One 2021 speech, delivered at a Black church at Raleigh, has gotten millions of views on YouTube. In it, Mr. Robinson taunted liberal reporters from WRAL — a local TV station — to take notes and then shouted out, “Ain’t but two genders.”
He continued: “You can go to the doctor and get cut up. You can go down to the dress shop and get made up. You can go down there and get drugged up but at the end of the day you were just a drugged-up dressed-up made-up cut-up man or woman. You ain’t changed what God put in you, that DNA. You can’t transcend God’s creation. I don’t care how hard you try. The transgender movement in this country … if there’s a movement in this country that is demonic and that is full of spirit of the Antichrist, it is the transgender movement. I’m not afraid to stand up and tell the truth about that issue. They dragging our kids down into the pit of hell. … Two plus two don’t equal transgender. That’s right. It equals four. We need to get back to teaching them how to read instead of teaching them how to go to hell.”

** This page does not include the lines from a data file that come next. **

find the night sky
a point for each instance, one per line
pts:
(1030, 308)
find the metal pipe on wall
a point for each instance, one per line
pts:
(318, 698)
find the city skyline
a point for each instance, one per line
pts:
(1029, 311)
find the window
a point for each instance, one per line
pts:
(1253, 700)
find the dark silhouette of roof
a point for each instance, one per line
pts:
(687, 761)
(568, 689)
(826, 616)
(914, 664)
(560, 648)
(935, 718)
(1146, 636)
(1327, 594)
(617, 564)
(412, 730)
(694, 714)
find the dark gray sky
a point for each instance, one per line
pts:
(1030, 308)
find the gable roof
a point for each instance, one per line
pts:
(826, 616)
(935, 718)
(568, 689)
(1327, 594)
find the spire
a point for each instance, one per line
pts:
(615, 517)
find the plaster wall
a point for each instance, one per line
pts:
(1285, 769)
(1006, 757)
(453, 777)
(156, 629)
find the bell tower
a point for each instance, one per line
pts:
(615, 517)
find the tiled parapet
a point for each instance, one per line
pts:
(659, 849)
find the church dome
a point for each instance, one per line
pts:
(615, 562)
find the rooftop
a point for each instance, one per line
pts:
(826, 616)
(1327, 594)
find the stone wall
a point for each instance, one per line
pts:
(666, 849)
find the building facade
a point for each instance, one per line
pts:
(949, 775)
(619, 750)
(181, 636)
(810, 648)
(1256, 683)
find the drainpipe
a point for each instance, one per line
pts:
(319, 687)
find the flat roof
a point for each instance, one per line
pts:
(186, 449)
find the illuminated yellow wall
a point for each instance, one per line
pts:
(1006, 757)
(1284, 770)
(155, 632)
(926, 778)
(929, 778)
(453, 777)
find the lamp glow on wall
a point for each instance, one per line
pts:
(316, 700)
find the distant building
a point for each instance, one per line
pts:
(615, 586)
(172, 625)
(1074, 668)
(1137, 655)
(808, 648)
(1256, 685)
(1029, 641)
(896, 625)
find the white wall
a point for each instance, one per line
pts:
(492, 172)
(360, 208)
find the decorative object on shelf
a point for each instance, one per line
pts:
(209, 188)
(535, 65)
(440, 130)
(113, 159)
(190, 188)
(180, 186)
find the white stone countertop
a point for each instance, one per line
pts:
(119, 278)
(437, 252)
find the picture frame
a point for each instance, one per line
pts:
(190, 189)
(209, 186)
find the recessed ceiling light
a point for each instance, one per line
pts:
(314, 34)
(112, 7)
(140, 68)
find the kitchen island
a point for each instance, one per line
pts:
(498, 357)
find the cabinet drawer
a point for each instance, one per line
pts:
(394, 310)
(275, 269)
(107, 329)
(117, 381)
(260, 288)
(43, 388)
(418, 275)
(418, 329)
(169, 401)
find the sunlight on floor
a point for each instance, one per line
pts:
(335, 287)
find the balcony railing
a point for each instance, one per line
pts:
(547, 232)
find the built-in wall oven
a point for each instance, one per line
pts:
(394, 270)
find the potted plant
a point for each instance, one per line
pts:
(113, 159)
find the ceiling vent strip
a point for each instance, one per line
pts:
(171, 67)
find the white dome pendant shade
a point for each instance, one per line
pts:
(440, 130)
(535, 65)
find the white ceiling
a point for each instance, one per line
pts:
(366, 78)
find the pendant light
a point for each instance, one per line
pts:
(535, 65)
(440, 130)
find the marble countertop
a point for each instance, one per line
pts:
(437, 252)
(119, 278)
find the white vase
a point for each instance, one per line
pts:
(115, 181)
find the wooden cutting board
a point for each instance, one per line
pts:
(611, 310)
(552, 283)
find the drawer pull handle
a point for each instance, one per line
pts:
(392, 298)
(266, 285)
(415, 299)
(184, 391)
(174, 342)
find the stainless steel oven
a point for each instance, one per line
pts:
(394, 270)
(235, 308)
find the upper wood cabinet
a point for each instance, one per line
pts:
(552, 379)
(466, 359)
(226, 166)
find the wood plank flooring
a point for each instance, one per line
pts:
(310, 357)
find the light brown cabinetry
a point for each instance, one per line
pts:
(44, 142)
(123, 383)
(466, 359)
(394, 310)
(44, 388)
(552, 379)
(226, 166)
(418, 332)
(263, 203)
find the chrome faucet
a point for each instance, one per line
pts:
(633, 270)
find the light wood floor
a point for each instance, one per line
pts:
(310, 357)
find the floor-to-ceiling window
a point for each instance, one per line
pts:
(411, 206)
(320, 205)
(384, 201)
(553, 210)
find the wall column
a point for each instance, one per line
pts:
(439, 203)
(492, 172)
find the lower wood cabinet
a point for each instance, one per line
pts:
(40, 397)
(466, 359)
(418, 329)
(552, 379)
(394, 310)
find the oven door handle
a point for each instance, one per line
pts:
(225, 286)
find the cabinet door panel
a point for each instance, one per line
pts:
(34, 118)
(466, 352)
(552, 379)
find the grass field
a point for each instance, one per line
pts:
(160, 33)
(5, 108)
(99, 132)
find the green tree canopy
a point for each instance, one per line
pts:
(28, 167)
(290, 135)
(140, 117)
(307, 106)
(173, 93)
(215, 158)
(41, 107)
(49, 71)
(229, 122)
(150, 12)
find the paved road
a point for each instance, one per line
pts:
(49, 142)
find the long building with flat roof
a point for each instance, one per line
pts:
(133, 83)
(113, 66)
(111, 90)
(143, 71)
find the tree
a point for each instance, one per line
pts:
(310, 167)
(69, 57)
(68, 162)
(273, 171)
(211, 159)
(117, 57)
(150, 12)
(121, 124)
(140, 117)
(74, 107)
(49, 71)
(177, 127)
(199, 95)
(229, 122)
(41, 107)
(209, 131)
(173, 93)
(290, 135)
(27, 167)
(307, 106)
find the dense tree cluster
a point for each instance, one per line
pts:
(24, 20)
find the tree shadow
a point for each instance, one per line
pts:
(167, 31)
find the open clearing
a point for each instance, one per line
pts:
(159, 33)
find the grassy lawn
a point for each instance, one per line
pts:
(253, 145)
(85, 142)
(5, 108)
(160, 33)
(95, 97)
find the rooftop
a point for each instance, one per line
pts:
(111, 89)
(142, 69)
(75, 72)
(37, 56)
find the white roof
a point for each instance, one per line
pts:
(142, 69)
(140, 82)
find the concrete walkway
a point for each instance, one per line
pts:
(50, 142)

Mr. Robinson has also met popular backlash for his comments calling Muslim immigrants “invaders” who “seek to impose their will on their host by force through manipulating the law” and for his comments on Jewish people and the Holocaust.

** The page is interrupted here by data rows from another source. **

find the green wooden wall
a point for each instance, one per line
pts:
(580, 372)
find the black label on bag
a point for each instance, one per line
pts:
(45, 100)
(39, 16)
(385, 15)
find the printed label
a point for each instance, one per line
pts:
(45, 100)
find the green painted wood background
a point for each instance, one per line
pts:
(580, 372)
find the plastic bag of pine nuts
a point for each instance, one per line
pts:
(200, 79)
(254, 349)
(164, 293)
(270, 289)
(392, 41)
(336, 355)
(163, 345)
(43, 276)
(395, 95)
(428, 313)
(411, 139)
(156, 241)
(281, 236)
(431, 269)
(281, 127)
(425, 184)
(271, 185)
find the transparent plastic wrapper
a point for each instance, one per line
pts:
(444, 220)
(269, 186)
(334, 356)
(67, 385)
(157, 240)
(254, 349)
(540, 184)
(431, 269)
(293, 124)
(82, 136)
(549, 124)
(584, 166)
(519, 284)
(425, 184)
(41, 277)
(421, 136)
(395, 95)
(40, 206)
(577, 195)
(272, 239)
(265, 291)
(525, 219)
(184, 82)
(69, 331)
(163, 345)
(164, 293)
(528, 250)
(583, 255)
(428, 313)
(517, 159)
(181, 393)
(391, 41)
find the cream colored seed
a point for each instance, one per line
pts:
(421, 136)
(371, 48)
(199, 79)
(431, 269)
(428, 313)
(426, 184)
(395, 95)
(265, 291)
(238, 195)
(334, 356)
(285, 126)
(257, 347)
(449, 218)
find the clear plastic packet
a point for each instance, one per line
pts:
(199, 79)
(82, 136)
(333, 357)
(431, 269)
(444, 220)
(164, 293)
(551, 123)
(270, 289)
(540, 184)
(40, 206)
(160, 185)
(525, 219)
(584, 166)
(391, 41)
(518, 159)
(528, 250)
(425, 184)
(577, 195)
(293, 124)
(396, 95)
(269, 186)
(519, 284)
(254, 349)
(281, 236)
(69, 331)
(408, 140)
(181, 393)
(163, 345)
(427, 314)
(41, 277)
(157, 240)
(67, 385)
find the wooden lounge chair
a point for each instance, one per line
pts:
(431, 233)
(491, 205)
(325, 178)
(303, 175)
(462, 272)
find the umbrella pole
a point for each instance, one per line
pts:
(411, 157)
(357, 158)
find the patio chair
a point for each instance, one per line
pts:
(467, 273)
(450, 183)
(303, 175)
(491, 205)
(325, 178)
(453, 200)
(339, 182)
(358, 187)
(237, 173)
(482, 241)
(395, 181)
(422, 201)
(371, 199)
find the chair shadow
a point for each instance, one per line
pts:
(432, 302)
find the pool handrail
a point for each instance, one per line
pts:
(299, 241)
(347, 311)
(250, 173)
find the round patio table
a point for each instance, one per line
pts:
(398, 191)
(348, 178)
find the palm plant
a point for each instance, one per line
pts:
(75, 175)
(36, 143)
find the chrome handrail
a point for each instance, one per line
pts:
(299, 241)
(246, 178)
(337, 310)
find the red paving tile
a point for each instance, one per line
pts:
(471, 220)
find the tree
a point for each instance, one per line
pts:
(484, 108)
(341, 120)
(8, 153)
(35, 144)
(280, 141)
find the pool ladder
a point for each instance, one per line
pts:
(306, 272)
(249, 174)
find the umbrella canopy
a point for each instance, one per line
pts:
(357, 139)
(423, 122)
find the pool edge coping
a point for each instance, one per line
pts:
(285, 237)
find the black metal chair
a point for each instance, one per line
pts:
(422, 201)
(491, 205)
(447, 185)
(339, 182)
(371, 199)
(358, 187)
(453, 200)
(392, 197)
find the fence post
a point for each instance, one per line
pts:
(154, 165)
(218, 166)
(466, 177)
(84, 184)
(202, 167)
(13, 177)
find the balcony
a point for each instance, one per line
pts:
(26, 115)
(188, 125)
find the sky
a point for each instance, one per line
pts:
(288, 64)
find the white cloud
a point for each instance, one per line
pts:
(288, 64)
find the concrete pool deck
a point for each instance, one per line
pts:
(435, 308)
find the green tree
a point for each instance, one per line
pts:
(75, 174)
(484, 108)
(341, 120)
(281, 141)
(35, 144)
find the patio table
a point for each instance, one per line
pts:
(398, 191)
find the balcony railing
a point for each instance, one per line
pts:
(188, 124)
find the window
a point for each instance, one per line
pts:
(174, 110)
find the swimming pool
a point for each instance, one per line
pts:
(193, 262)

“There is a REASON the liberal media fills the airwaves with programs about the NAZI and the ‘6 million Jews’ they murdered,” Mr. Robinson said. “There is also a REASON those same liberals DO NOT FILL the airwaves with programs about the Communist and the 100+ million PEOPLE they murdered throughout the 20th century.”

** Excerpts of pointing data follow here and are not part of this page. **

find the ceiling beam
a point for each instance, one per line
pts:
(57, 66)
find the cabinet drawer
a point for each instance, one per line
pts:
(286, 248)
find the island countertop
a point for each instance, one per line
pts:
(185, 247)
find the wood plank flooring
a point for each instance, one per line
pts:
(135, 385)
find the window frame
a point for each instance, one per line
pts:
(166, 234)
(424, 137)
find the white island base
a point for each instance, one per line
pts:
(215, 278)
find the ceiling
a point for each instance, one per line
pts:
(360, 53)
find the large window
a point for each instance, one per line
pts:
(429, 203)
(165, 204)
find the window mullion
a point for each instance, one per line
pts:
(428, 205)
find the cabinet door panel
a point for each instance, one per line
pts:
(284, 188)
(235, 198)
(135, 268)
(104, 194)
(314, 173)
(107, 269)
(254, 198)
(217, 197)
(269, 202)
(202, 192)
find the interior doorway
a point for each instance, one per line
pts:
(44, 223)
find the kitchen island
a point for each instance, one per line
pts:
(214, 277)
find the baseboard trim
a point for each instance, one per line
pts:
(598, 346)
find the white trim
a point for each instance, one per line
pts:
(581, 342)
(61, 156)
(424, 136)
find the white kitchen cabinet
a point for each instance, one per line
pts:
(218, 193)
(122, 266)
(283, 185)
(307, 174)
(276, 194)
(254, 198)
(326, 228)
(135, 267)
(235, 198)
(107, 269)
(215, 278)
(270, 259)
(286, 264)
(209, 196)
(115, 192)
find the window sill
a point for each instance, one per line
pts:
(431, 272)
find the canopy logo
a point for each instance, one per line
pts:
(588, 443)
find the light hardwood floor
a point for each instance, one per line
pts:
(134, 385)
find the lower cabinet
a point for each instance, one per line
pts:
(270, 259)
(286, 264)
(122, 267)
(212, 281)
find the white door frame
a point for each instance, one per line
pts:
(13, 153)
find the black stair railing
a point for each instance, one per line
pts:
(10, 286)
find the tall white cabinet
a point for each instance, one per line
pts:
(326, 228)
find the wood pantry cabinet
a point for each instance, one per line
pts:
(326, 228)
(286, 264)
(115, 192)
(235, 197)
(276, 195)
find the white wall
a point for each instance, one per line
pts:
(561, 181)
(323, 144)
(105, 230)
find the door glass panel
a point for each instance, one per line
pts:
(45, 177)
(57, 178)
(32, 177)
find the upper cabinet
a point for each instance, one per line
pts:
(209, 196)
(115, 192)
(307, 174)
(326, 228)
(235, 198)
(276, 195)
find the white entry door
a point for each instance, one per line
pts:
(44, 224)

The latter comment could be of particular interest in his campaign against Mr. Stein, an observant Jew. Mr. Trump has endorsed Mr. Robinson, calling him “Martin Luther King on steroids.”
With both a gubernatorial and a presidential competition on the ballot in November, North Carolina will almost certainly see high levels of spending from both parties and high turnout in the general election.
The associate editor of Sabato’s Crystal Ball at the University of Virginia’s Center for Politics, Miles Coleman, tells the Sun that he’s expecting the circumstances to result in high levels of split-ticket voting, saying, “North Carolina is no stranger to splitting its ticket for president and governor, which could bode well for Stein.”
On whether Mr. Robinson’s candidacy could have any effect on the presidential battleground, Mr. Coleman said, generally, “it’s the presidential race that sets the tone for everything else,” but he pointed to the 2022 election in Pennsylvania as an example of a lopsided Democratic victory in the gubernatorial race correlating with a better than expected performance for Democrats in the Senate race.
Mr. Coleman also pointed to Mr. Obama’s 2008 performance in Colorado as an example of where a particularly divisive down-ballot candidate may have affected the state’s presidential results on the margins.
“When Obama flipped Colorado from red to blue in 2008, the county that he improved the most in, compared to Kerry, was Weld” County, Mr. Coleman says. “In that district, Democrats ousted Representative Marilyn Musgrave, an anti-gay/abortion culture warrior. It’s possible Musgrave was just that bad that she hurt McCain.”